Query.jl icon indicating copy to clipboard operation
Query.jl copied to clipboard

@groupby failed on CategoricalString with missing value

Open AnselmJeong opened this issue 5 years ago • 8 comments

Let's say, we try to @groupby on a CategoricalString column

df = DataFrame(
    fruit    =  ["Apple", "Banana", "Cherry", "Apple", "Banana", "Cherry"],
    price    =  [1.2, 2.0, 0.4, 1.2, 2.0, 0.4])

categorical!(df, :fruit)
df |> @groupby(_.fruit) |> @map({key=key(_), m=mean(_.price)})

The result is exactly as expected.

3×2 DataFrame
│ Row │ key          │ m       │
│     │ Categorical… │ Float64 │
├─────┼──────────────┼─────────┤
│ 1   │ Apple        │ 1.2     │
│ 2   │ Banana       │ 2.0     │
│ 3   │ Cherry       │ 0.4     │

Next, we make the same column contain some missing values.

df = DataFrame(
    fruit    =  ["Apple", missing, "Cherry", "Apple", "Banana", "Cherry"],
    price    =  [1.2, 2.0, 0.4, 1.2, 2.0, 0.4])

categorical!(df, :fruit)
df |> @groupby(_.fruit) |> @map({key=key(_), m=mean(_.price)})

Then, if failed with an error message stating somewhat like this.

ERROR: MethodError: convert(::Type{DataValue{CategoricalString{UInt32}}}, ::CategoricalString{UInt32}) is ambiguous

However, this behavior is weird since String column with similar missing values does not issue any complaints.

df = DataFrame(
    fruit    =  ["Apple", missing, "Cherry", "Apple", "Banana", "Cherry"],
    price    =  [1.2, 2.0, 0.4, 1.2, 2.0, 0.4])
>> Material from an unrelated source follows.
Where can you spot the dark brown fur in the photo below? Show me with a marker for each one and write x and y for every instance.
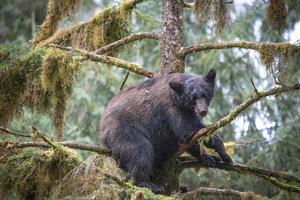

df |> @groupby(_.fruit) |> @map({key=key(_), m=mean(_.price)})
key      │ m
─────────┼────
"Apple"  │ 1.2
#NA      │ 2.0
"Cherry" │ 0.4
"Banana" │ 2.0

This limitation may have to be fixed, since it is natural that String columns are recoded as Categorical columns before beginning any analysis.

Thanks.

AnselmJeong avatar Aug 18 '19 05:08 AnselmJeong

Similar behavior found on @filter missing values.

df = DataFrame(
    fruit    =  ["Apple", missing, "Cherry", "Apple", "Banana", "Cherry"],
    price    =  [1.2, 2.0, 0.4, 1.2, 2.0, 0.4])

categorical!(df, :fruit)
df |> @filter(!isna(_.fruit)) |> DataFrame

It fails with the same ERROR message:

LoadError: MethodError: convert(::Type{DataValue{CategoricalString{UInt32}}}, ::CategoricalString{UInt32}) is ambiguous

This example works without any error if String colums were not converted into Categorical columns or if there were not any missing values.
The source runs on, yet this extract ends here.